[slurm-users] Elastic Compute

Mon Sep 10 06:47:59 MDT 2018

I think you probably want CR_LLN set in your SelectTypeParameters in
slurm.conf. This makes it fill up a node before moving on to the next
instead of "striping" the jobs across the nodes.
On Mon, Sep 10, 2018 at 8:29 AM Felix Wolfheimer
<f.wolfheimer at googlemail.com> wrote:
>
> No this happens without the "Oversubscribe" parameter being set. I'm using custom resources though:
>
> GresTypes=some_resource
>
> NodeName=compute-[1-100] CPUs=10 Gres=some_resource:10 State=CLOUD
>
> Submission uses:
>
> sbatch --nodes=1 --ntasks-per-node=1 --gres=some_resource:1
>
> But I just tried it without requesting this custom resource. It shows the same behavior, i.e., SLURM spins N nodes when I submit N jobs to the queue regardless what the resource request of each job is.
>
>
>
>
> Am Mo., 10. Sep. 2018 um 03:55 Uhr schrieb Brian Haymore <brian.haymore at utah.edu>:
>>
>> What do you have the OverSubscribe parameter set on the partition your using?
>>
>>
>> --
>> Brian D. Haymore
>> University of Utah
>> Center for High Performance Computing
>> 155 South 1452 East RM 405
>> Salt Lake City, Ut 84112
>> Phone: 801-558-1150, Fax: 801-585-5366
>> http://bit.ly/1HO1N2C
>>
>> ________________________________________
>> From: slurm-users [slurm-users-bounces at lists.schedmd.com] on behalf of Felix Wolfheimer [f.wolfheimer at googlemail.com]
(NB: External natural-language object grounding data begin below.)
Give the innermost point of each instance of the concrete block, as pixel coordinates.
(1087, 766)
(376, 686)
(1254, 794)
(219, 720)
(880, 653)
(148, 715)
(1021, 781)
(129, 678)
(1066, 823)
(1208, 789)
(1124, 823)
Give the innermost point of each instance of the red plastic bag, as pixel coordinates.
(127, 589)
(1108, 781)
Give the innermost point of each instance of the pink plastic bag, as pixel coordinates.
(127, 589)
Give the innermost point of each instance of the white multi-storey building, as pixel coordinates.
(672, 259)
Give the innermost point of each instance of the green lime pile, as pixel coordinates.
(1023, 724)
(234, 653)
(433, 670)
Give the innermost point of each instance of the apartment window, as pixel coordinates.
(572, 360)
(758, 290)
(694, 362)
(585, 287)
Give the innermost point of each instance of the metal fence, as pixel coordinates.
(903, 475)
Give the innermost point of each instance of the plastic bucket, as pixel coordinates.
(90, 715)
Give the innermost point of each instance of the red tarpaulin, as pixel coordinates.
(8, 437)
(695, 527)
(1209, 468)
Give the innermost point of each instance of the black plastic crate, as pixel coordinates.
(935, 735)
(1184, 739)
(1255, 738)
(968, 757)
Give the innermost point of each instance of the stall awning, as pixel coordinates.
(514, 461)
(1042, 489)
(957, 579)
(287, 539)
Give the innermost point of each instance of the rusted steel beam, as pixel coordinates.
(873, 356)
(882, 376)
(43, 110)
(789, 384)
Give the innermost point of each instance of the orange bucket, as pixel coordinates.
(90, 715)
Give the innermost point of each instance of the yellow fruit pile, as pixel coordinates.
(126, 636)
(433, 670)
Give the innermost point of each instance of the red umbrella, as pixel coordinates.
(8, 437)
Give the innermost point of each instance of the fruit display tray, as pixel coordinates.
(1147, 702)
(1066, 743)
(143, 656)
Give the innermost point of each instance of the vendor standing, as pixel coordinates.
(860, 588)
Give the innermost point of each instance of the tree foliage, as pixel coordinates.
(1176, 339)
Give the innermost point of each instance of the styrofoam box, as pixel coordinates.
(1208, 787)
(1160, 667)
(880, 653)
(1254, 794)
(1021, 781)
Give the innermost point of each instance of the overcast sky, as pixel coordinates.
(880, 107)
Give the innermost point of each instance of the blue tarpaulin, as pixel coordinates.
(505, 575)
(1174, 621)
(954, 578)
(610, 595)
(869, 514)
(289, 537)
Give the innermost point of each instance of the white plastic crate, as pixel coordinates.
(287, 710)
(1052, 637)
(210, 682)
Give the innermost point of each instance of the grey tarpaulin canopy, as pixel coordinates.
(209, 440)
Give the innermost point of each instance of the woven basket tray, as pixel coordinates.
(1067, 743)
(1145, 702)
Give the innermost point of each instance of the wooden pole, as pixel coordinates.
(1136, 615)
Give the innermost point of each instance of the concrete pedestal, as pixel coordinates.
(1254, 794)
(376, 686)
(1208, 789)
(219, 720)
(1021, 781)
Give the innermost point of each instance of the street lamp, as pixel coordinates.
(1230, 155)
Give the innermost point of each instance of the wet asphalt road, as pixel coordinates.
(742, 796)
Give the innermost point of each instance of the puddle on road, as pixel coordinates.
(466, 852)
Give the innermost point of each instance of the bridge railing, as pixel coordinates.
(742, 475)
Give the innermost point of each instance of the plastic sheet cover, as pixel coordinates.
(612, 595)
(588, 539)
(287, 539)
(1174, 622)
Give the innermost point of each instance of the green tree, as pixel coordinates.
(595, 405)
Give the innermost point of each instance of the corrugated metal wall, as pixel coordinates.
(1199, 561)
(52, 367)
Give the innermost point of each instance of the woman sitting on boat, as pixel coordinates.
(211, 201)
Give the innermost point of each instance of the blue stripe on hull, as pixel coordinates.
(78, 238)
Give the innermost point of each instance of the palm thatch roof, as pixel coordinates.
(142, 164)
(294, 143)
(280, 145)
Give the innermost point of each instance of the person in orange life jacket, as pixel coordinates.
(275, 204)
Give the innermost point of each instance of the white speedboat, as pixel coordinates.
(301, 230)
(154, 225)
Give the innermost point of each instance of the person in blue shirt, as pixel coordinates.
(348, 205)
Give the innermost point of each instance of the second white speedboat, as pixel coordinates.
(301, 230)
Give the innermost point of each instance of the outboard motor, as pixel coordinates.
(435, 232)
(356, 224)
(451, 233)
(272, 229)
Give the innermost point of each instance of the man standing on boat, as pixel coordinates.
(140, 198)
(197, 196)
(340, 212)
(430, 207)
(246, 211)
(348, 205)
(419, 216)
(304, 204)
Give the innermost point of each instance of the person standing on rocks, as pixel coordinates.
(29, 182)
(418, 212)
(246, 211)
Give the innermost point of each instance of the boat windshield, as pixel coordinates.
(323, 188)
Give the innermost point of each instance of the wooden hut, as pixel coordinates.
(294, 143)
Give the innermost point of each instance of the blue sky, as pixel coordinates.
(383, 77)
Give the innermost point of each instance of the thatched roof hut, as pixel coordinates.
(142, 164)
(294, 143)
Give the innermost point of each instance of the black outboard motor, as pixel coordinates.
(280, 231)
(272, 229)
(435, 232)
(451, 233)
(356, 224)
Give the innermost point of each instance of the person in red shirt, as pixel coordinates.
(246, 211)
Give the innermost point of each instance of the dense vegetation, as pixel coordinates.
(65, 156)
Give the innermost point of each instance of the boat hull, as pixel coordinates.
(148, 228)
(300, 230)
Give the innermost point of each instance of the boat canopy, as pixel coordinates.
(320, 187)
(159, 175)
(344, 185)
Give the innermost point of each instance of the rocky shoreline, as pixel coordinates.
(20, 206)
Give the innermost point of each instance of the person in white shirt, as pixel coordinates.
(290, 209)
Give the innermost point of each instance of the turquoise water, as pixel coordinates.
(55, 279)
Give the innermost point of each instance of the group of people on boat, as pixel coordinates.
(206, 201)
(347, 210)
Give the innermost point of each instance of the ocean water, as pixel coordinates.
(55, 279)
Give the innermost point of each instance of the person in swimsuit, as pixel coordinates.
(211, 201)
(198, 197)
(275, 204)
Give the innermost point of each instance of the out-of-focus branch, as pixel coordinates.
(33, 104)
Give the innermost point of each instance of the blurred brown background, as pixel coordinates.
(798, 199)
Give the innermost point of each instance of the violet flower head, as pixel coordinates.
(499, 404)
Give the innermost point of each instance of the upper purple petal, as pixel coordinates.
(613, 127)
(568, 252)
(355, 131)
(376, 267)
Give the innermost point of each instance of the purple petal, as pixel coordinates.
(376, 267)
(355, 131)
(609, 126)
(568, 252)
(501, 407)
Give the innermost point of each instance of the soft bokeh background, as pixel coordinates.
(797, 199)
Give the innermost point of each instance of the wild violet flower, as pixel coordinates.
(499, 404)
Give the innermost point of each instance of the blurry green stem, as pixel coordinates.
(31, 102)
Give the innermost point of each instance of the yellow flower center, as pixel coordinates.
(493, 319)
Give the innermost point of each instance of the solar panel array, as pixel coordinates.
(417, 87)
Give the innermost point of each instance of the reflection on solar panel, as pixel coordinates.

>> Sent: Sunday, September 09, 2018 1:35 PM
>> To: slurm-users at lists.schedmd.com
>> Subject: [slurm-users] Elastic Compute
>>
>> I'm using the SLURM Elastic Compute feature and it works great in
>> general. However, I noticed that there's a bit of inefficiency in the
>> decision about the number of nodes which SLURM creates. Let's say I've
>> the following configuration
>>
>> NodeName=compute-[1-100] CPUs=10 State=CLOUD
>>
>> and there are none of these nodes up and running. Let's further say
>> that I create 10 identical jobs and submit them at the same time using
>>
>> sbatch --nodes=1 --ntasks-per-node=1
>>
>> I expected that SLURM finds out that 10 CPUs are required in total to
>> serve the requirements for all jobs and, thus, creates a single compute
>> node. However, SLURM triggers the creation of one node per job, i.e.,
>> 10 nodes are created. When the first of these ten nodes is ready to
>> accept jobs, SLURM assigns all of the 10 submitted jobs to this single
>> node, though. The other nine nodes which were created are running idle
>> and are terminated again after a while.
>>
>> I'm using "SelectType=select/cons_res" to schedule on the CPU level. Is
>> there some knob which influences this behavior or is this behavior
>> hard-coded?
>>
>>